Introduction: Aggressive Pituitary Neuroendocrine Tumors (PitNETs) pose significant therapeutic challenges due to their invasive behavior and resistance to conventional therapies. Current prognostic markers lack the ability to capture molecular heterogeneity, necessitating novel biomarkers. Dysregulated Programmed Cell Death (PCD) pathways are implicated in tumorigenesis, but their prognostic relevance in invasive PitNETs remains unexplored.

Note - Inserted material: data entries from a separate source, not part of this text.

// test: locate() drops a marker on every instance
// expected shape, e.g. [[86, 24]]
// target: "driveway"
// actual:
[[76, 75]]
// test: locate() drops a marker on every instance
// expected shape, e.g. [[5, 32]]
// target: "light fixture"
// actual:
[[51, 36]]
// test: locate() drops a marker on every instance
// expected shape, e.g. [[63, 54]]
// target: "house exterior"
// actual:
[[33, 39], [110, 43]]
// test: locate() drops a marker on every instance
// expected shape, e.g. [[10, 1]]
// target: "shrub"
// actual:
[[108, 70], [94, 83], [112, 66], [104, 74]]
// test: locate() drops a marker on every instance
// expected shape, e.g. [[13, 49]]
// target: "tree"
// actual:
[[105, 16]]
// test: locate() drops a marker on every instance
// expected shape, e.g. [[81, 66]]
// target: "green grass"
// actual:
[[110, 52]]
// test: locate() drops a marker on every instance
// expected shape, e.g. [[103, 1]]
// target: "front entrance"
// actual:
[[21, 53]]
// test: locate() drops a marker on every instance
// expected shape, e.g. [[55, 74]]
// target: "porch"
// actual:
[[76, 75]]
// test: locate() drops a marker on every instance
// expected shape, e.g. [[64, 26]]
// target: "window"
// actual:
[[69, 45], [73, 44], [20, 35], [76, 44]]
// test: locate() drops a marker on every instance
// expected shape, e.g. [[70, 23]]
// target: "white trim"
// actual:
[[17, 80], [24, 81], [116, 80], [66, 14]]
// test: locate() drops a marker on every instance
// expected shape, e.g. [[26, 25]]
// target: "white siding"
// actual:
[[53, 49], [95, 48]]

Method: GEO datasets (GSE51618, GSE169498, GSE260487) were analyzed to identify differential gene expression between noninvasive and invasive PitNETs. A curated panel of 1,548 PCDrelated genes was integrated. Machine learning (LASSO regression and SVM-RFE) was employed to construct a PCD-associated Index (PCDI). For validation, ROC analysis, immune infiltration assessment (CIBERSORT, TIMER, ssGSEA), and experimental validation via RT-qPCR were performed.

Results: The PCDI, comprising 11 genes (e.g., FGFR3, MAPK11, SLC7A11), distinguished invasive from noninvasive PitNETs with high accuracy. High-PCDI tumors exhibited enriched metabolic pathways and immune activation. Consensus clustering stratified PitNETs into two molecular subtypes (C1/C2), with C2 (high-PCDI) showing elevated immune scores and pathway activity. Experimental validation confirmed the differential expression of key genes in invasive tumors (*p<0.05).

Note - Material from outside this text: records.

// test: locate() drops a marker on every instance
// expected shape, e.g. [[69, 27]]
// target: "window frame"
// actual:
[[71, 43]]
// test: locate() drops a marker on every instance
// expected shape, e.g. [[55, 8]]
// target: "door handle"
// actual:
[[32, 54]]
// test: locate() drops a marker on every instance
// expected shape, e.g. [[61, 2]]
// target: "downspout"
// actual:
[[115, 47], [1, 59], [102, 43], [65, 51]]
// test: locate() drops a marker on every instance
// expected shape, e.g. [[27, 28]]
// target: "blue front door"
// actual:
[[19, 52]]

Discussion: The PCDI outperforms traditional prognostic models by capturing PCD-immunemetabolic crosstalk. High-PCDI tumors demonstrate adaptive immune evasion despite an elevated checkpoint molecule expression, suggesting therapeutic potential for combined MAPK inhibitors and immunotherapy. Limitations include retrospective data and small validation cohorts.

Conclusion: The PCDI provides a robust molecular framework for risk stratification and personalized therapy in invasive PitNETs. Future studies should validate its clinical utility and explore pancancer relevance.